Not shown: Zihr 600 mm Turkish Mincing Knife, kiridashi, a few single-bevel knives for practicing sharpening and polishing.


----------



## Homechef

I love this last picture because my collection is starting to look like your first post. The future looks bright! Any advice on the message track with the significant other justifying more knives than days of the month or should I start hiding them?!


----------



## pgugger

Haha, no sage relationship advice from me, but probably better to discuss openly, at least at first or from time to time, to set the broad parameters, rather than hiding it! I justify it as reasonable to have a hobby that my income can support after all the necessities and savings. Plus she gets gourmet meals routinely, and here we all know that 15 gyutos are the key to good home cooking!


----------



## matchplay18

Paul I like your collection.


----------



## matchplay18

After reading your post much wisdom sound reasoning


----------



## krstf

How do you like the shigemitsu ito? Not much info to be found regarding these?


----------



## pgugger

Honestly I only did some test cuts with it, but I thought it cut really well with good food release. Nice convex zero grind. 



krstf said:


> How do you like the shigemitsu ito? Not much info to be found regarding these?


----------



## DrD23

incredible collection! Favorites?


----------



## simona

Nice. How is the handle feel on the Otsuka?


----------



## pgugger

DrD23 said:


> incredible collection!
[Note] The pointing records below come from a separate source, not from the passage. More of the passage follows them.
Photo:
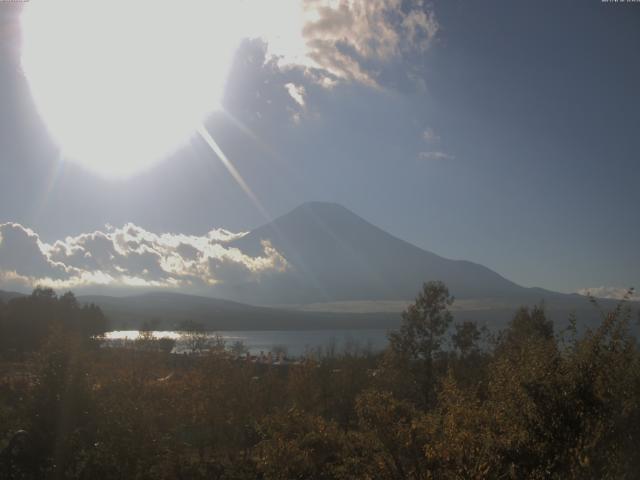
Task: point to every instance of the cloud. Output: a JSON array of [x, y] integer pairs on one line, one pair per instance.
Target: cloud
[[130, 256], [615, 293], [296, 92], [435, 156], [430, 136], [344, 40]]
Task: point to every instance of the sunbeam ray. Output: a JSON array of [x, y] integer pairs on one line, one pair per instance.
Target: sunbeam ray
[[204, 133]]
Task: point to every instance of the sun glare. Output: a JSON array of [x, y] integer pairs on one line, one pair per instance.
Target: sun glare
[[122, 84]]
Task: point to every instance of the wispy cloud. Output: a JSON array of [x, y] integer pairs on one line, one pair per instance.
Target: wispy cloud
[[130, 256], [435, 156], [430, 136], [344, 40]]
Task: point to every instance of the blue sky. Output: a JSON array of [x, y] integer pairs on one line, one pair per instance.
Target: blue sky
[[506, 133]]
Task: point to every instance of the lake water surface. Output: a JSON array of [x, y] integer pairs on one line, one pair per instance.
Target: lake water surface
[[295, 342]]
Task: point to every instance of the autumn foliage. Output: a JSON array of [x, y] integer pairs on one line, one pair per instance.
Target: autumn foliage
[[444, 401]]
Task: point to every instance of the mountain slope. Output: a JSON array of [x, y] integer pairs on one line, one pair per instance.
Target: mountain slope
[[335, 255]]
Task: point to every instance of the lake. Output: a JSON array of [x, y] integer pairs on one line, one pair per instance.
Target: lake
[[294, 342]]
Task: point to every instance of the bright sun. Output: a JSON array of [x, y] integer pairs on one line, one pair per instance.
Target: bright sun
[[122, 84]]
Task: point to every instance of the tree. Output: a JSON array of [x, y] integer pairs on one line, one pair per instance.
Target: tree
[[413, 348]]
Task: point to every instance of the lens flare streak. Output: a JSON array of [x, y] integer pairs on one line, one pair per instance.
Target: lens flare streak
[[202, 131]]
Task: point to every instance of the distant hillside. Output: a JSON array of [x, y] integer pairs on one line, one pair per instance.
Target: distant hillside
[[169, 309], [334, 255]]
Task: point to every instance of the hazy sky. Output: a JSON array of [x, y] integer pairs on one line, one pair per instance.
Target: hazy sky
[[506, 133]]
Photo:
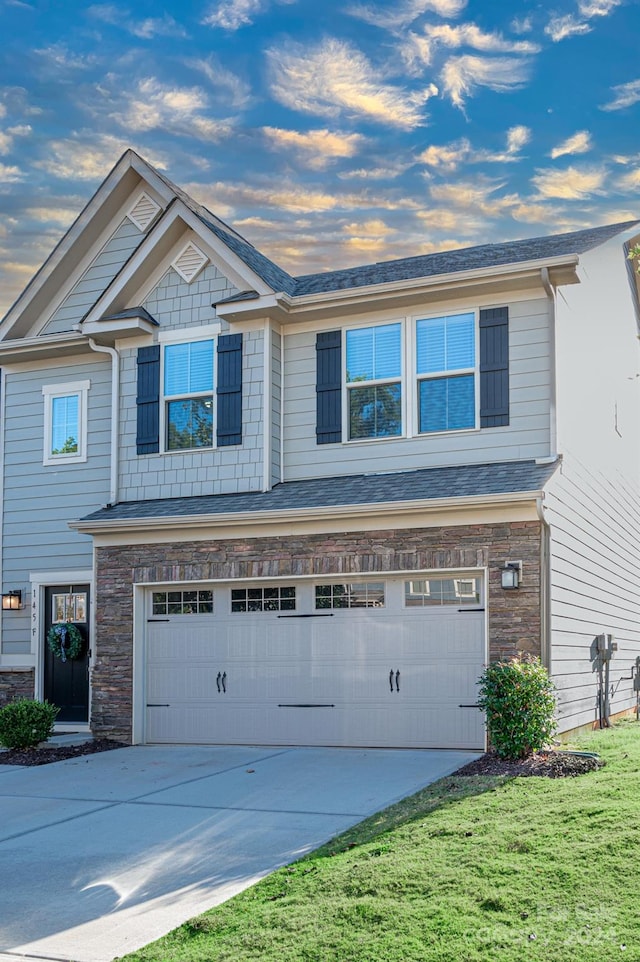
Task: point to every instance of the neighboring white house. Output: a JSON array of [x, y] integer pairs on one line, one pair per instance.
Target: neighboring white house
[[281, 510]]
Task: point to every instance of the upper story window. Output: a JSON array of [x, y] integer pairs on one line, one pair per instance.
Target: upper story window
[[374, 381], [189, 395], [445, 367], [65, 422]]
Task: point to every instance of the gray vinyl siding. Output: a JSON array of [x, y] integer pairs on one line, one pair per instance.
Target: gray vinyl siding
[[95, 279], [276, 395], [40, 500], [526, 436], [595, 586], [226, 470]]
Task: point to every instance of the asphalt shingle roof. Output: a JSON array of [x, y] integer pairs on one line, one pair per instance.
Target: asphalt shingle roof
[[362, 489]]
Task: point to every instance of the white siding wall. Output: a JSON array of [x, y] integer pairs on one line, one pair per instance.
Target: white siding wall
[[39, 500], [526, 436], [593, 506], [96, 278]]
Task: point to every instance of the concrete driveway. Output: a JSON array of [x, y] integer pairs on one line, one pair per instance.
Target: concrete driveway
[[102, 854]]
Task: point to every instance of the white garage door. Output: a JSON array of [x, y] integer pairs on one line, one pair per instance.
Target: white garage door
[[384, 663]]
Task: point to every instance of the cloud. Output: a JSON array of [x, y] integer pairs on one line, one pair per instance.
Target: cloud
[[570, 25], [86, 156], [146, 29], [233, 14], [174, 110], [460, 75], [11, 175], [579, 143], [227, 86], [559, 28], [335, 78], [625, 95], [8, 136], [317, 148], [394, 15], [569, 184]]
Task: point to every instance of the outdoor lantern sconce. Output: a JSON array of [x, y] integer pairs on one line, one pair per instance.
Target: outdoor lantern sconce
[[12, 601], [511, 574]]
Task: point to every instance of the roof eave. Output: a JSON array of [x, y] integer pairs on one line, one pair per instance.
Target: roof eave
[[288, 515]]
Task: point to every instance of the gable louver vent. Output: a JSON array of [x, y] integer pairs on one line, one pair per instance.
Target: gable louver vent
[[189, 262], [143, 211]]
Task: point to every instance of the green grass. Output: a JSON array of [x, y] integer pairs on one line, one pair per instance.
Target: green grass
[[468, 869]]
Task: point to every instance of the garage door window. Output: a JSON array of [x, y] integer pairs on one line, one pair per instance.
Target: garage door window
[[182, 602], [263, 599], [367, 595], [442, 591]]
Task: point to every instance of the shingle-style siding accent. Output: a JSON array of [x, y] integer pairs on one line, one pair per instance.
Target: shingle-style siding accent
[[16, 683], [181, 474], [96, 278], [514, 616], [176, 304], [39, 500], [527, 434]]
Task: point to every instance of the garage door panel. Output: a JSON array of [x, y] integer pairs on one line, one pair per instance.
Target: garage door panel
[[243, 677]]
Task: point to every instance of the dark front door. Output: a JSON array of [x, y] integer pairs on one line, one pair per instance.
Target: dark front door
[[66, 683]]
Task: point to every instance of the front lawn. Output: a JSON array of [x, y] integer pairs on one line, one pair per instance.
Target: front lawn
[[482, 868]]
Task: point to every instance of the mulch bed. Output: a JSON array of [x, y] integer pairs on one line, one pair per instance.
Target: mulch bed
[[550, 764], [45, 754]]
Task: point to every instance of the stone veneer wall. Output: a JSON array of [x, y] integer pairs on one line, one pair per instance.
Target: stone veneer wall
[[16, 683], [514, 616]]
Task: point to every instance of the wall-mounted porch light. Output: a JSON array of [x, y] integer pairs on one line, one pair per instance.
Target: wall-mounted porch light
[[511, 574], [12, 600]]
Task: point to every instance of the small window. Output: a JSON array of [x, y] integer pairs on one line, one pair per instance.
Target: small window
[[65, 422], [374, 381], [366, 595], [442, 591], [188, 392], [189, 602], [445, 352], [263, 599]]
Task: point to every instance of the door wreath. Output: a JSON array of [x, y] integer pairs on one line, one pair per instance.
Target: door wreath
[[64, 640]]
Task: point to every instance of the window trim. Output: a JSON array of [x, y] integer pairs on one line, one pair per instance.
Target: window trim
[[374, 382], [187, 337], [80, 389]]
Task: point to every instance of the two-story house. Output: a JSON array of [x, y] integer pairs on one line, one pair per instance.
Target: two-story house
[[308, 510]]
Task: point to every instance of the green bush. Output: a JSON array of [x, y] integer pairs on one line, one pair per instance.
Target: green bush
[[25, 723], [519, 700]]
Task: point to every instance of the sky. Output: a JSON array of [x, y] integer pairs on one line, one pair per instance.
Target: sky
[[330, 133]]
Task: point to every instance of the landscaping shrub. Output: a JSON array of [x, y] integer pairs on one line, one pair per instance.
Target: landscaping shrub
[[519, 700], [25, 723]]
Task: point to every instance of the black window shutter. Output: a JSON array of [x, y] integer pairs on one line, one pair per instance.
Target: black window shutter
[[229, 390], [494, 367], [329, 387], [148, 400]]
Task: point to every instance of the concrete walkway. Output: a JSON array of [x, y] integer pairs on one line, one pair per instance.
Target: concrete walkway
[[102, 854]]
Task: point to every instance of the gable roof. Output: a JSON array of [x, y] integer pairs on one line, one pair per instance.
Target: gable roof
[[428, 484]]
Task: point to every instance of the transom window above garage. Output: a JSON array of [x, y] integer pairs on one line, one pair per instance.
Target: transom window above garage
[[463, 590], [198, 602], [369, 594], [279, 598]]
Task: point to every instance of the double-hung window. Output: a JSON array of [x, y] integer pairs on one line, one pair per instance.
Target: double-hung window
[[65, 422], [189, 395], [446, 371], [374, 381]]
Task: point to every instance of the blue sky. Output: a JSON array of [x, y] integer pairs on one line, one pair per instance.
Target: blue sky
[[329, 133]]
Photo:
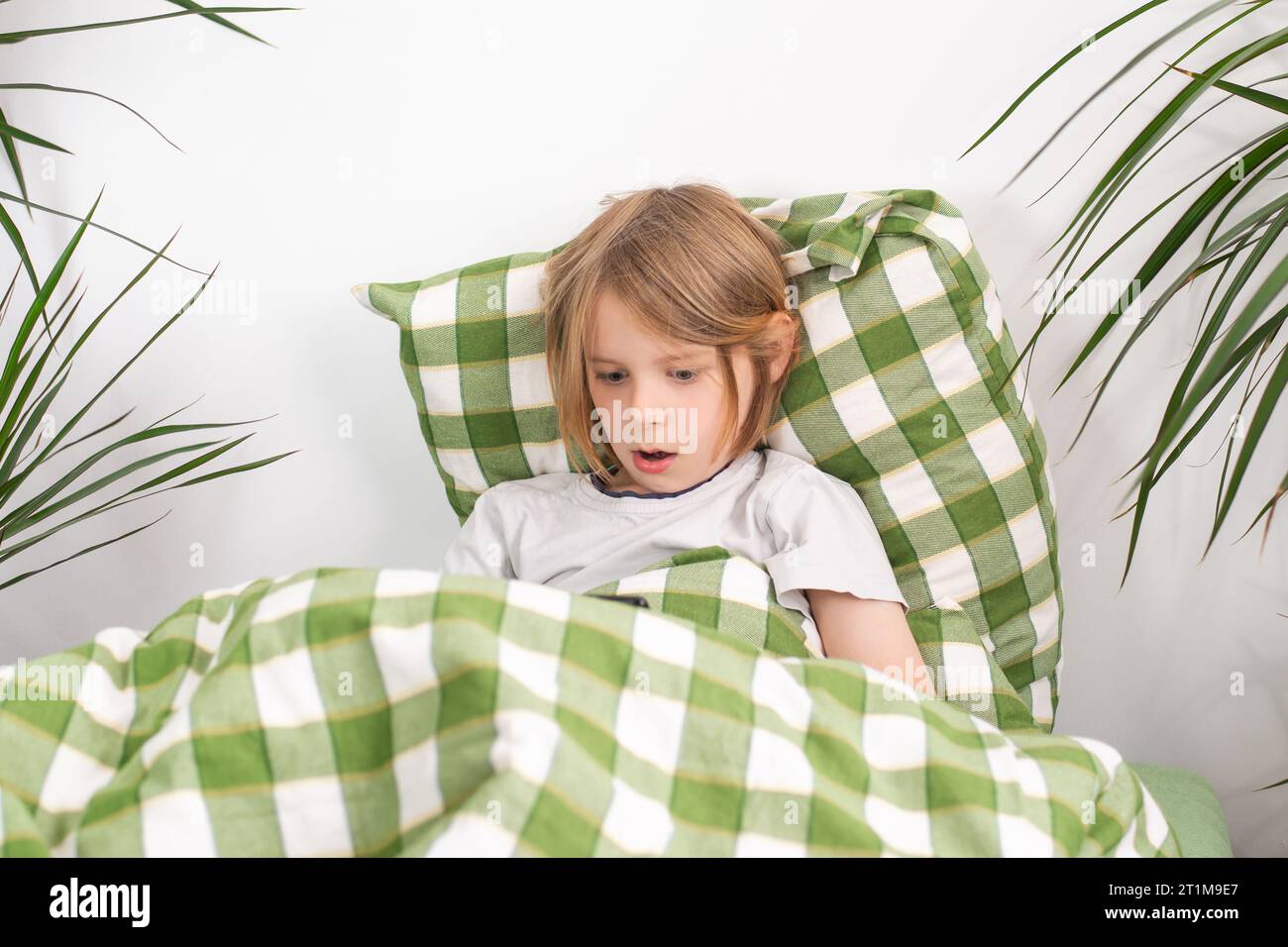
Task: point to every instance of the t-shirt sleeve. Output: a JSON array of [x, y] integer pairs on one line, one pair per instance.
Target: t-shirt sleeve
[[825, 539], [480, 548]]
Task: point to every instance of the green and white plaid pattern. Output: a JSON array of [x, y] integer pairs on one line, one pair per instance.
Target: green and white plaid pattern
[[735, 595], [894, 394], [408, 712]]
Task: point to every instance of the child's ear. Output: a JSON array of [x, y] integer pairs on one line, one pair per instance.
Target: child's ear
[[789, 331]]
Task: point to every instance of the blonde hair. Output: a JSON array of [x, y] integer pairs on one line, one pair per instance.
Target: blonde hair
[[695, 266]]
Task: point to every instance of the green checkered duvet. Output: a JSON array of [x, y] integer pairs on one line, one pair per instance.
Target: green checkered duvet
[[408, 712]]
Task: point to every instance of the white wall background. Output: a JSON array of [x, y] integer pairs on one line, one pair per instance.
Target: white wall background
[[391, 141]]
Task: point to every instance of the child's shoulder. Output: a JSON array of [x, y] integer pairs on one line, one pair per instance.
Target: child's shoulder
[[781, 467], [529, 488]]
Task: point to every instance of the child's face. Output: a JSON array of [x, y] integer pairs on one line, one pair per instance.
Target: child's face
[[671, 398]]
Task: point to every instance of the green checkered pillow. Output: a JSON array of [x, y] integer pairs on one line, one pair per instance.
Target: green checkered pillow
[[905, 342]]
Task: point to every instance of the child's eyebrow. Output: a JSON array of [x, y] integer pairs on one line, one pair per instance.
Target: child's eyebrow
[[688, 355]]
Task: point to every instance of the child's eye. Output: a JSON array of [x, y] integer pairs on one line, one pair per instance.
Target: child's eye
[[690, 376]]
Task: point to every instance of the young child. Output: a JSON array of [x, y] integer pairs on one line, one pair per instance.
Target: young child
[[669, 346]]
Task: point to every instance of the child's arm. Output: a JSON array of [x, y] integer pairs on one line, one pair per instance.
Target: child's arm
[[872, 631]]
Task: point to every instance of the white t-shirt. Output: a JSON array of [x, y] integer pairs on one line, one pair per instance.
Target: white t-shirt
[[806, 527]]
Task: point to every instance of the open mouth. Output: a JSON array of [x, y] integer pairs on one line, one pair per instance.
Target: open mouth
[[652, 462]]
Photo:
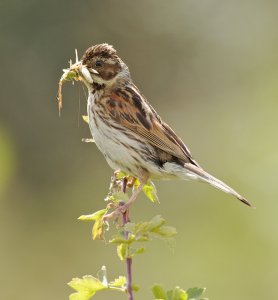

Favorites?


So hard to pick because they are all good in different ways. But if I have to then my favorite gyutos are probably the Migoto and Toyama (all of them), followed closely by Takada, Konosuke Fujiyama and Jiro. Still need to use the Tetsujin and Kagekiyo more to compare. 



simona said:


> Nice. How is the handle feel on the Otsuka?


It’s awesome. It fits my hand perfectly. Feels like it should be a big steak knife but works as a small petty.


----------